Michelle Boucher is the Vice President of Research for Engineering Practices for research firm Tech-Clarity. Ms. Boucher has spent over 20 years in various roles in engineering, marketing, management, and as an analyst. She has broad experience with topics such as product design, simulation, systems engineering, mechatronics, embedded systems, PCB design, additive manufacturing, improving product performance, process improvement, and mass customization. She graduated magna cum laude with an MBA from Babson College and earned a BS in Mechanical Engineering, with distinction, from Worcester Polytechnic Institute.

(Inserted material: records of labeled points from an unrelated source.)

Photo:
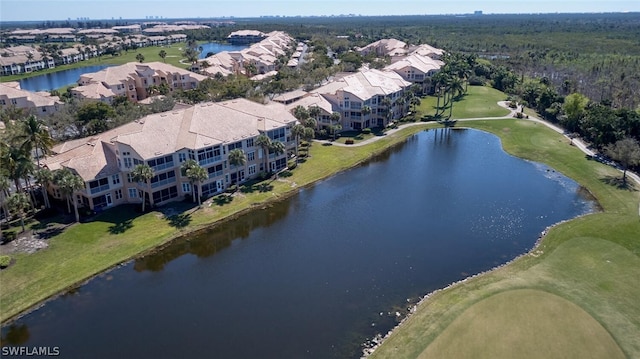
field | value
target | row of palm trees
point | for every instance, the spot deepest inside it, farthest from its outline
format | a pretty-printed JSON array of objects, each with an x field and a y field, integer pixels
[
  {"x": 451, "y": 81},
  {"x": 24, "y": 142}
]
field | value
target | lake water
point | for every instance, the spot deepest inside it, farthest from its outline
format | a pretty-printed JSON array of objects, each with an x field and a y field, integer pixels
[
  {"x": 56, "y": 80},
  {"x": 315, "y": 275}
]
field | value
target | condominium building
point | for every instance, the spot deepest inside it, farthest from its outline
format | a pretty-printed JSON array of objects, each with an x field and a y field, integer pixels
[
  {"x": 38, "y": 103},
  {"x": 205, "y": 132},
  {"x": 365, "y": 99},
  {"x": 134, "y": 80}
]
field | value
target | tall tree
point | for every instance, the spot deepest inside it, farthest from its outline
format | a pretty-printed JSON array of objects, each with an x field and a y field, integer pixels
[
  {"x": 297, "y": 131},
  {"x": 277, "y": 148},
  {"x": 19, "y": 203},
  {"x": 265, "y": 143},
  {"x": 197, "y": 174},
  {"x": 71, "y": 183},
  {"x": 186, "y": 166},
  {"x": 44, "y": 177},
  {"x": 35, "y": 136},
  {"x": 335, "y": 121},
  {"x": 144, "y": 173},
  {"x": 626, "y": 152}
]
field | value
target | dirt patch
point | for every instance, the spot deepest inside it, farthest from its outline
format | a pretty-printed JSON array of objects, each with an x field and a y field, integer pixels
[{"x": 27, "y": 242}]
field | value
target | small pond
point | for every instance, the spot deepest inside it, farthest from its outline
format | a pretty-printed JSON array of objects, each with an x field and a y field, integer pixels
[{"x": 317, "y": 274}]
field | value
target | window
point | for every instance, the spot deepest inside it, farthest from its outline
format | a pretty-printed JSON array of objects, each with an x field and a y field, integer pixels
[
  {"x": 161, "y": 163},
  {"x": 215, "y": 171},
  {"x": 209, "y": 155},
  {"x": 99, "y": 185},
  {"x": 165, "y": 194},
  {"x": 163, "y": 178},
  {"x": 233, "y": 146}
]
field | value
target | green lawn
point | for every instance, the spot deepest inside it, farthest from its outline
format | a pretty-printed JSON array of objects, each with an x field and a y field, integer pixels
[
  {"x": 480, "y": 101},
  {"x": 117, "y": 235},
  {"x": 553, "y": 327},
  {"x": 592, "y": 262},
  {"x": 587, "y": 265},
  {"x": 174, "y": 55}
]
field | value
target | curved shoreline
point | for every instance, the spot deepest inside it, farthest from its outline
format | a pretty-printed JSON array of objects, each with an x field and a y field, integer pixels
[
  {"x": 371, "y": 345},
  {"x": 393, "y": 140}
]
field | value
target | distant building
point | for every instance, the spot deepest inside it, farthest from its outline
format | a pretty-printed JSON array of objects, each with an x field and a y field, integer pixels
[
  {"x": 242, "y": 37},
  {"x": 39, "y": 103},
  {"x": 134, "y": 81},
  {"x": 205, "y": 132}
]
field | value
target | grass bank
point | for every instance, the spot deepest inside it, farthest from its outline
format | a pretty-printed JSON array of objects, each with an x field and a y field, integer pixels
[
  {"x": 150, "y": 53},
  {"x": 592, "y": 262},
  {"x": 120, "y": 234}
]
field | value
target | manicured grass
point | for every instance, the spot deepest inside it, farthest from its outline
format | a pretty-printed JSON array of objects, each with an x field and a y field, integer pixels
[
  {"x": 174, "y": 55},
  {"x": 479, "y": 102},
  {"x": 592, "y": 261},
  {"x": 542, "y": 318},
  {"x": 119, "y": 234}
]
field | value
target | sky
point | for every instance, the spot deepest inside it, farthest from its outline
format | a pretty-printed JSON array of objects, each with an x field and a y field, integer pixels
[{"x": 32, "y": 10}]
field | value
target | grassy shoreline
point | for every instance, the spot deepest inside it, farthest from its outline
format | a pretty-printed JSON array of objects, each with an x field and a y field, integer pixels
[
  {"x": 590, "y": 261},
  {"x": 117, "y": 236},
  {"x": 150, "y": 53}
]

Ms. Boucher began her career holding various roles as a mechanical engineer at Pratt & Whitney and KONA (now Synventive Molding Solutions). She then spent over 10 years at PTC, a leading MCAD and PLM solution provider. While at PTC, she developed a deep understanding of end user needs through roles in technical support, management, and product marketing. She worked in technical marketing at Moldflow Corporation (acquired by Autodesk), the market leader in injection molding simulation. Here she was instrumental in developing product positioning and go-to-market messages. Ms. Boucher then joined Aberdeen Group and covered product innovation, product development, and engineering processes, eventually running the Product Innovation and Engineering practice.

Ms. Boucher is an experienced researcher and author. She has benchmarked over 7000 product development professionals and published over 90 reports on product development best practices. She focuses on helping companies manage the complexity of today’s products, markets, design environments, and value chains to achieve higher profitability.